LONDON: Al-Nassr have signalled their intent to mount a challenge to the top two by boldly signing Nordin Amrabat from Premier League club Watford.
The 31-year-old winger has penned a three-year contract with the Riyadh club who finished third last season, 11 points behind Al-Ahli and 12 behind title winners Al-Hilal.
Reports say Al-Nassr have paid Watford £4 million ($5.2 million) for Amrabat, 31, who has spent the last season on loan at Leganes where his new Al-Nassr teammate Yahya Al-Shehri also played last season on loan.
“Happy and excited with my adventure,” Amrabat wrote on Instagram. “Looking forward to meet these amazing @alnassr_fc fans.”


Amrabat arrives with a fine pedigree, having played for PSV, Galatasaray, Malaga and Watford. He predominately plays on the right wing but he prefers playing on the left so he can cut inside on his favored right foot and have a crack at goal.
He is currently taking an extended holiday following his World Cup exploits with Morocco, but when he joins up he will find a familiar face in the dressing room in countryman Mohamed Fouzair and should form an exciting attacking partnership with Al-Shehri and Mohammad Al-Sahlawi.

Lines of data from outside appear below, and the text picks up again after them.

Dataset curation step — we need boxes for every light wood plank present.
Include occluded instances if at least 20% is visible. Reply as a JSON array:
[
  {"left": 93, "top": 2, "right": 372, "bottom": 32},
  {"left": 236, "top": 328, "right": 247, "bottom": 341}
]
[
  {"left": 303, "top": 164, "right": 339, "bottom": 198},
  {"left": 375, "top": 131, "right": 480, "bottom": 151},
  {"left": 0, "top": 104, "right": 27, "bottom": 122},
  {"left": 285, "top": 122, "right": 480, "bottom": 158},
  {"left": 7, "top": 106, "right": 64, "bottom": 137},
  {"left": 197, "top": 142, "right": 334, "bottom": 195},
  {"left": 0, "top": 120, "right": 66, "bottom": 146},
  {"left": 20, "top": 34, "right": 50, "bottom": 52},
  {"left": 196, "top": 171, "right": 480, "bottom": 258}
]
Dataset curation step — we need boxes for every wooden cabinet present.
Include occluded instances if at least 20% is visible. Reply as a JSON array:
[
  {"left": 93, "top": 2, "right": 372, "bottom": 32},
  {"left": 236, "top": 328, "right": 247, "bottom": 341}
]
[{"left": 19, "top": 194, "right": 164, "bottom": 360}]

Amrabat was in many experts’ team of the tournament after the World Cup group phase, his all-action performances against Iran, Spain and Portugal catching the eye and putting him in the shop window. He was always going to be surplus to requirements at Watford after they signed Spain international winger Gerard Deulofeu, and Trabzonspor were thought to be leading the race for his signature. But Al-Nassr have won the race to land him and he becomes the second ex-Watford player to have agreed to move to the Saudi Pro League, following on from Jose Manuel Jurado’s move to Al-Ahli earlier this summer.
Amrabat has enjoyed a fine career, playing nearly 300 top-flight appearances but he came from very humble beginnings and needed to wash plates and make desserts at a Michelin-starred restaurant before his career took off.